The defense contends that such a revelation, along with a 2005 claim of prosecutorial misconduct from a retired U.S. marshal, should warrant at least a new trial.
Prosecutors argue otherwise. Thomas Walker, chief prosecutor of the Eastern District of North Carolina—which encompasses Fort Bragg and Raleigh—released a prepared statement Friday.
“Time has not diminished in the least the brutality that Dr. MacDonald imposed on his family,” Walker said. “We will not grow weary in our commitment to bring final justice in this case. At the end of the day, in spite of MacDonald’s best efforts to change the past, the evidence showed he viciously killed his wife and precious children. We don’t intend to let him get away with triple murder.”
McGinniss testified Friday about a defense-team interview in August 1979 with Helena Stoeckley, a known Fayetteville drug user they hoped to use to bolster their theory that intruders committed the violence inside the Fort Bragg apartment. Stoeckley did not acknowledge any involvement in the MacDonald murders, nor did she admit recognizing anything from crime scene photos showed to her, McGinniss testified.
His testimony matched a similar account provided by Wade Smith, the Raleigh defense attorney also at that interview.
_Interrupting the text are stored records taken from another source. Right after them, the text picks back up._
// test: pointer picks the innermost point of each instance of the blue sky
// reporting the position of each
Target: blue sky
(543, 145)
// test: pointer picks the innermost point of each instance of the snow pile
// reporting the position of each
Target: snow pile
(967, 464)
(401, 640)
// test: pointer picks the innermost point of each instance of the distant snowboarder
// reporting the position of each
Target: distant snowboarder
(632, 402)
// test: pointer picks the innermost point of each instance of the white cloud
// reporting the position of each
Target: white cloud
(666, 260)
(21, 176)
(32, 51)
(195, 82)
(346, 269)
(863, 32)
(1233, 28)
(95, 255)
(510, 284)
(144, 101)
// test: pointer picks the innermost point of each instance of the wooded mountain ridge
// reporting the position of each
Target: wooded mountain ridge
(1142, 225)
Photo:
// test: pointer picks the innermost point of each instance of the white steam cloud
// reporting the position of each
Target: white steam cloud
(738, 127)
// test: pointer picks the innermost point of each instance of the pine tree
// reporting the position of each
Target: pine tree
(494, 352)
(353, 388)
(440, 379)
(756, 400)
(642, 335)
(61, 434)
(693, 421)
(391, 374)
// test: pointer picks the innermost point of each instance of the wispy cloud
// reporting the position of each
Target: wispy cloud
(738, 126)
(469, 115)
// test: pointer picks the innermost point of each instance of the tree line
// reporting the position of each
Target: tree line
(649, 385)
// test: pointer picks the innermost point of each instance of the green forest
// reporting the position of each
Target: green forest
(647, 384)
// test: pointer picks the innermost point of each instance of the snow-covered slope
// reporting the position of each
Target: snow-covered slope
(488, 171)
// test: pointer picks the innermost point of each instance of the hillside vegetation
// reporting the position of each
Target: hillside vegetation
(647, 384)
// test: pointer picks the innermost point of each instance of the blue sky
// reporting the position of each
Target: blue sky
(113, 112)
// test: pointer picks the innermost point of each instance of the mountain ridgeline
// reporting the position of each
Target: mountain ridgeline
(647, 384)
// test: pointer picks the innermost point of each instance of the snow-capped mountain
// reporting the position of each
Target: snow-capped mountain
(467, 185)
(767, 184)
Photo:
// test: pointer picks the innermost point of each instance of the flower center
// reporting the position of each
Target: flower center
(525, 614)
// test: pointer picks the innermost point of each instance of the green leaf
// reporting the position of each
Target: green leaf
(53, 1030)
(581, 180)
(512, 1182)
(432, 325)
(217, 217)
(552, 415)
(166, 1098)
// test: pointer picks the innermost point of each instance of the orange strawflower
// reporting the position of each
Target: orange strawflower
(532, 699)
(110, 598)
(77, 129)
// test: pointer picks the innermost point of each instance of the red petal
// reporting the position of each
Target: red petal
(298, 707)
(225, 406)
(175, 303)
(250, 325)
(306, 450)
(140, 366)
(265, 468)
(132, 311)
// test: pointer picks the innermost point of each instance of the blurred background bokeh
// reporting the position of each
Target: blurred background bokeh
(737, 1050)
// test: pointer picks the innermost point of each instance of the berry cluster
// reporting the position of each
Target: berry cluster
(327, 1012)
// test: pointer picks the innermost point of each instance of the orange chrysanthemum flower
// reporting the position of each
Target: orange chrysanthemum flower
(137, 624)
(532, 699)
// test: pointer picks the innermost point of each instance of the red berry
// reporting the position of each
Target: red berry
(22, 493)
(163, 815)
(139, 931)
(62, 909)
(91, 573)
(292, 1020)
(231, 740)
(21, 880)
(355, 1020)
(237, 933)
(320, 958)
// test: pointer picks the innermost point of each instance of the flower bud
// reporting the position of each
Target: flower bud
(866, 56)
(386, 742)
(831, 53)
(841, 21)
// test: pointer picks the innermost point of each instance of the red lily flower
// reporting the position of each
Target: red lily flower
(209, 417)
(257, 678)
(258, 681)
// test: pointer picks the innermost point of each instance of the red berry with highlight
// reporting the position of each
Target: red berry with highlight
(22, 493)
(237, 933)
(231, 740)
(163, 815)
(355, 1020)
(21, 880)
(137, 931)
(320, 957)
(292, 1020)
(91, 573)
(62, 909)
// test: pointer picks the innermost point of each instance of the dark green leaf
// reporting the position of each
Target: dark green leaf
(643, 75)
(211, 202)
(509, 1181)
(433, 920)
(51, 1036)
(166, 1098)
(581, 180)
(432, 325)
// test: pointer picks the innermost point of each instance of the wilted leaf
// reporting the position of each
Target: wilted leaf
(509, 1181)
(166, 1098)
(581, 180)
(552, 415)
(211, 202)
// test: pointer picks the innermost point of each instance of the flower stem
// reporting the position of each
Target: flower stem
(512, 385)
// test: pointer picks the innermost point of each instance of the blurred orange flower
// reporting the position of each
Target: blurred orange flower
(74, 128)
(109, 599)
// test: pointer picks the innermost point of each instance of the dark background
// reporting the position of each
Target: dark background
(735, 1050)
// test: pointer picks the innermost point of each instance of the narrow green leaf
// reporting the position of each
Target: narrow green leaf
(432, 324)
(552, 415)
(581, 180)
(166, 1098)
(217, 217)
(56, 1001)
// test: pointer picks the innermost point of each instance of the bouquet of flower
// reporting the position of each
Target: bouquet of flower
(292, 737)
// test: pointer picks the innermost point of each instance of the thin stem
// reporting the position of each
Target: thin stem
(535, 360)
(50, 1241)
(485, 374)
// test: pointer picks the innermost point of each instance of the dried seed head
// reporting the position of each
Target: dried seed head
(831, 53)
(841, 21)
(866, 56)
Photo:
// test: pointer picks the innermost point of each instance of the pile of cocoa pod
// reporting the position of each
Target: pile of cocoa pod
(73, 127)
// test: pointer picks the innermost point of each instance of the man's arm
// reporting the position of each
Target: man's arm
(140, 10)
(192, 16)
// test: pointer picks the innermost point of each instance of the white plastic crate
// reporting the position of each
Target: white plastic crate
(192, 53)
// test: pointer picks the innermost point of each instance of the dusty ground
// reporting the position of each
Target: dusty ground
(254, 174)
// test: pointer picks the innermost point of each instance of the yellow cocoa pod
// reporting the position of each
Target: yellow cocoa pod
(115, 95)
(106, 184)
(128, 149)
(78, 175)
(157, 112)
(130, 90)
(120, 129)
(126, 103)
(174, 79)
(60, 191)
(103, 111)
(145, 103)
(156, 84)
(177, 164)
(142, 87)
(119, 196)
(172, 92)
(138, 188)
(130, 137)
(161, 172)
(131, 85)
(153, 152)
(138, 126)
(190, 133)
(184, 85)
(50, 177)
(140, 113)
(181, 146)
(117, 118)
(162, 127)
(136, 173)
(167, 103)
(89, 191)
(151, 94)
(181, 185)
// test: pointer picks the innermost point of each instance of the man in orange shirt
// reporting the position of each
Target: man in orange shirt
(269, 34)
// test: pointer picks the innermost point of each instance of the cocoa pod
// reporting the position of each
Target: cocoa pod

McGinniss said Friday that he was surprised to read an account of that interview that Bernie Segal, a noted civil rights lawyer and the lead defense attorney in 1979, provided to the judge in the jury’s absence. According to the transcript, Segal told the judge that Stoeckley had provided the defense team with comments in an out-of-court interview that would allow them to link her to the crime scene.
Segal died last year.
“He was lying,” McGinniss said Friday. “I don’t like to speak ill of the dead, but he’s standing right there in front of a federal judge making stuff up.”
Defense attorneys tried Friday to portray McGinniss as an author who had been less than truthful in his interactions with MacDonald.
McGinniss said he began his work on “Fatal Vision” under the theory that MacDonald had perhaps been a victim of a miscarriage of justice. But after the trial, McGinniss said his opinion began to shift. He never told MacDonald of his change of heart.
“Psychopaths are very charming people,” McGinniss said. “I felt great affection for him.”
That affection, though, dissipated, and McGinniss began to worry about the safety of his own family, expressing such thoughts in letters to his colleagues on the book.
McGinniss acknowledged Friday that he most likely was the person who had benefitted the most financially from the case of Jeffrey MacDonald. His book has been reprinted many times in paperback and with added epilogues. An e-book edition was released late last month, and a revised print edition — 951 pages now with all the epilogues—is just out in bookstores.
After leaving the hearing Friday, McGinniss declined to discuss the case until after he is out from under the rules of a subpoena. He said it is odd to become a part of a long-running story he once had reported.
The hearing is expected to end early next week, but Judge James Fox is unlikely to rule immediately. He told lawyers at the beginning of the hearing that he will give them 30 days after the conclusion of the hearing to submit written arguments that he will consider as he mulls a decision .
Throughout the hearing, MacDonald has listened intently, often writing notes or whispering to his lawyers.
At the close of each day, he exchanges words with his wife of 10 years, Kathryn, before marshals escort him back to jail.
On Friday, he looked toward Kathryn MacDonald and motioned with his hands. The two would get a visit in at the New Hanover County jail. “Seven o’clock,” MacDonald said with a wave.